# Last flight of the Mig-21



## v2 (Nov 19, 2007)

_View: https://www.youtube.com/watch?v=8-Av7KG1hJ4_


----------



## Wurger (Nov 20, 2007)

It was a very good bird.


----------



## v2 (Nov 20, 2007)

Wurger said:


> It was a very good bird.




Yes, but how many years ago?


----------



## Wurger (Nov 20, 2007)

As a combat plane for sure in 50's,60's and maybe up to 80's.Later it was really a good plane for training.


----------



## comiso90 (Nov 20, 2007)

I grew up loving to hate the MiG-21. It makes a good villain but it was the numbers that made it fearsome.


----------



## Konigstiger205 (Nov 20, 2007)

Last flight for them maybe...my country still uses Mig21 but no so much due to the fact that the air force is very very low on funds...


----------



## FLYBOYJ (Nov 20, 2007)

I've got to work on a UTI - I have a lot of respect for the aircraft.

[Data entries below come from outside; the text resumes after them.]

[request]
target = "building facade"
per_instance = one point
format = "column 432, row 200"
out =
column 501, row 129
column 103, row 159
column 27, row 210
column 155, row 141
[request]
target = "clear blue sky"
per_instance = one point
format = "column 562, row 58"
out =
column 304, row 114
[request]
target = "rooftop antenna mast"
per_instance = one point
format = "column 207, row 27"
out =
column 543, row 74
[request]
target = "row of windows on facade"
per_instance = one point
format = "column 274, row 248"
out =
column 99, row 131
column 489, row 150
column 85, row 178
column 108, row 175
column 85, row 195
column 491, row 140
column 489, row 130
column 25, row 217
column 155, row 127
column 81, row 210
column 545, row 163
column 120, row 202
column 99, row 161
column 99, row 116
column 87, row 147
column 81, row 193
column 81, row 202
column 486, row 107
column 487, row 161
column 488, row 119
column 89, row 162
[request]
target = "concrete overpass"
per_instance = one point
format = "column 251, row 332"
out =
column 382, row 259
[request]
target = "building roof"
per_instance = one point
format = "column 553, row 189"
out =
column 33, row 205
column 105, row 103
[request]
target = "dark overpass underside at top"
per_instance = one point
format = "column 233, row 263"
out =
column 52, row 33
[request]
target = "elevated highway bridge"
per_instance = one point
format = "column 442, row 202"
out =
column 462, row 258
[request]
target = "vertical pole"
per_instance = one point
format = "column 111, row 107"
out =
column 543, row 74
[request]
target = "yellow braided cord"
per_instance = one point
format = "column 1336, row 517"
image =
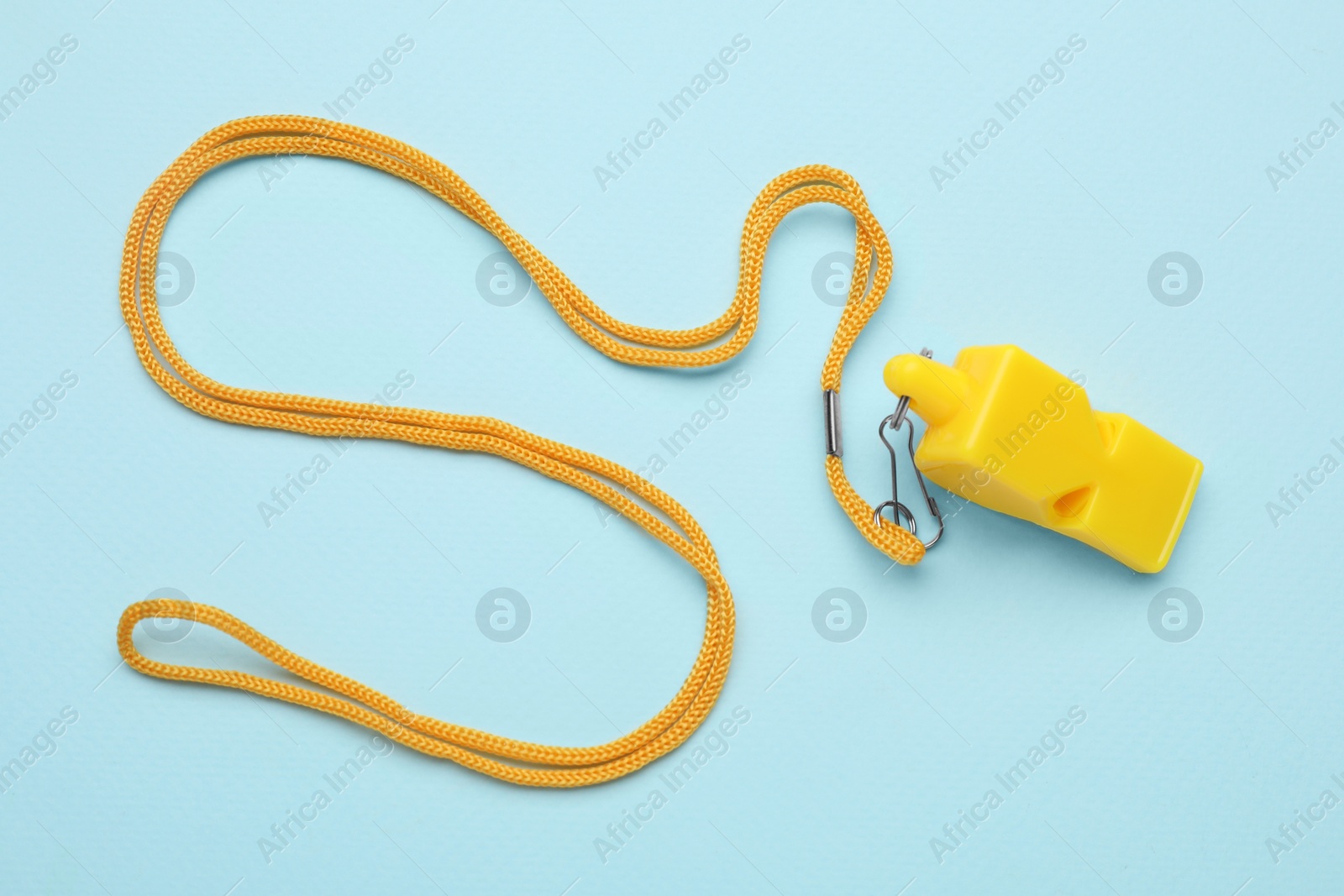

It served well even though most of the time it was on the "receiving end."


----------



## ccheese (Nov 20, 2007)

Good film... shame they had to screw it up with that noise
in the background.

Charles


----------



## Gnomey (Nov 20, 2007)

Good film.


----------



## renrich (Nov 20, 2007)

I have a friend that flew the A6 in an evaluation against the first Mig 21 acquired by the US during the Viet Nam war. It was an interesting story. The Mig had much better performance than our military expected.


----------